You can see that the spline ended up fitting much better to this dataset than the polynomial function did using the same number of terms. Technically you could get a better and better fit by adding in more polynomial terms (e.g. Year^4, Year^5), but spline terms tend to be much more economical and fairly robust to where you place the knot locations. You still end up with a blip up at the end in this example, but the curve fits the data much more closely along the entire line.
For further general references on regression splines, I would suggest examining Durrleman and Simon (1989) and Harrell Jr (2015). For an application of using splines to model the age-crime curve, you can see Liu (2015).
For the examples used in class, the non-linear terms for area, that is directly from my dissertation, one article is currently published in Wheeler (2017). That also includes interactions between spline terms to account for spatial trends, which are typically referred to as tensor splines.
In these examples you explicitly choose the knot locations for splines. One way to automatically choose the spline locations though is to start with many knots and then use a selection criteria to eliminate some (Marsh and Cormier 2001). This technique was used in Messner et al. (2005) to find when cities experienced crack related homicide booms. I don’t suggest this technique though, as you generally should not use model selection criteria and inference in one go.

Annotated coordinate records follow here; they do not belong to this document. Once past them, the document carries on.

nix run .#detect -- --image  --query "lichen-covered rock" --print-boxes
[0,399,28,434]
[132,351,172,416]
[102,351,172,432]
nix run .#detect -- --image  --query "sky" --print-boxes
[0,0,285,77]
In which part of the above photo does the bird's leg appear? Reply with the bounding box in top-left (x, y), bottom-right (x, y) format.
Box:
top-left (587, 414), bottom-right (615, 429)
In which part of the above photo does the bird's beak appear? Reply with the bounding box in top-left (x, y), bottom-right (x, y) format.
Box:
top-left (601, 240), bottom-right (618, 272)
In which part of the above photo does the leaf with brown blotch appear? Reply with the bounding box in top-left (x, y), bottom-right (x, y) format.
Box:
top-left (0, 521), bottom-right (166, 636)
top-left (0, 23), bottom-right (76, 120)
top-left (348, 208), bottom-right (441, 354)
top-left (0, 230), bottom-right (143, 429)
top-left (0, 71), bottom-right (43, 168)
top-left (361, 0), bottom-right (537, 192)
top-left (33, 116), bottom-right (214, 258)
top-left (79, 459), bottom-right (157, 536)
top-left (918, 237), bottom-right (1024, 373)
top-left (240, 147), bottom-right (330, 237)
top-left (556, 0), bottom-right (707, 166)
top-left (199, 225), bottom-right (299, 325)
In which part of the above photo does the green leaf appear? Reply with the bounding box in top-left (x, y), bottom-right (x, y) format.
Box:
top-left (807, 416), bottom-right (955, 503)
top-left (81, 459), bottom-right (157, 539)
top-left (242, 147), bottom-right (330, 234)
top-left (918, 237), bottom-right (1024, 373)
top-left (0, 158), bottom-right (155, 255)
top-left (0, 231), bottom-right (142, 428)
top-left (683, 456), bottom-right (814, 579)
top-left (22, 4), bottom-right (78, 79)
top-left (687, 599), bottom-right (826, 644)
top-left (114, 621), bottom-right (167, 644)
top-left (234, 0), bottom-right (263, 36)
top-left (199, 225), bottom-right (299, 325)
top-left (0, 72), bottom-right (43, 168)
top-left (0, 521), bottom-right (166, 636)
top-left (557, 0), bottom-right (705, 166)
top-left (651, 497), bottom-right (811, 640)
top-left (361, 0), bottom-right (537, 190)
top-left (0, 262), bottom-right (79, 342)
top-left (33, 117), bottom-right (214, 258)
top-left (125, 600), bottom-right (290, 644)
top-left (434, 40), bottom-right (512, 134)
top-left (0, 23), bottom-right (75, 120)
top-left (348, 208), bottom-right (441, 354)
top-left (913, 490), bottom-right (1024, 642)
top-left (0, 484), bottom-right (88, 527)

A more efficient way to automatically select knot terms are to use shrinkage or cross-validation. These are the techniques used in the R package mgcv, written by Simon Wood. He has many articles on the topic, and so I would recommend his book, Wood (2017), if you are interested in identifying a non-linear function in a really automated fashion. Still I typically recommend just setting the knot locations at regular intervals along your independent variable.
Durrleman, Sylvain, and Richard Simon. 1989. “Flexible Regression Models with Cubic Splines.” Statistics in Medicine 8 (5): 551–61.
Harrell Jr, Frank E. 2015. Regression Modeling Strategies: With Applications to Linear Models, Logistic and Ordinal Regression, and Survival Analysis. Springer.
Liu, Siyu. 2015. “Is the Shape of the Age-Crime Curve Invariant by Sex? Evidence from a National Sample with Flexible Non-Parametric Modeling.” Journal of Quantitative Criminology 31 (1): 93–123.
Marsh, Lawrence C, and David R Cormier. 2001. Spline Regression Models. Sage.
Messner, Steven F, Glenn D Deane, Luc Anselin, and Benjamin Pearson-Nelson. 2005. “Locating the Vanguard in Rising and Falling Homicide Rates Across Us Cities.” Criminology 43 (3): 661–96.
Wheeler, Andrew P. 2017. “The Effect of 311 Calls for Service on Crime in d.C. at Microplaces.” Crime & Delinquency Online First.
Wood, S.N. 2017. Generalized Additive Models: An Introduction with R. 2nd ed. Chapman; Hall.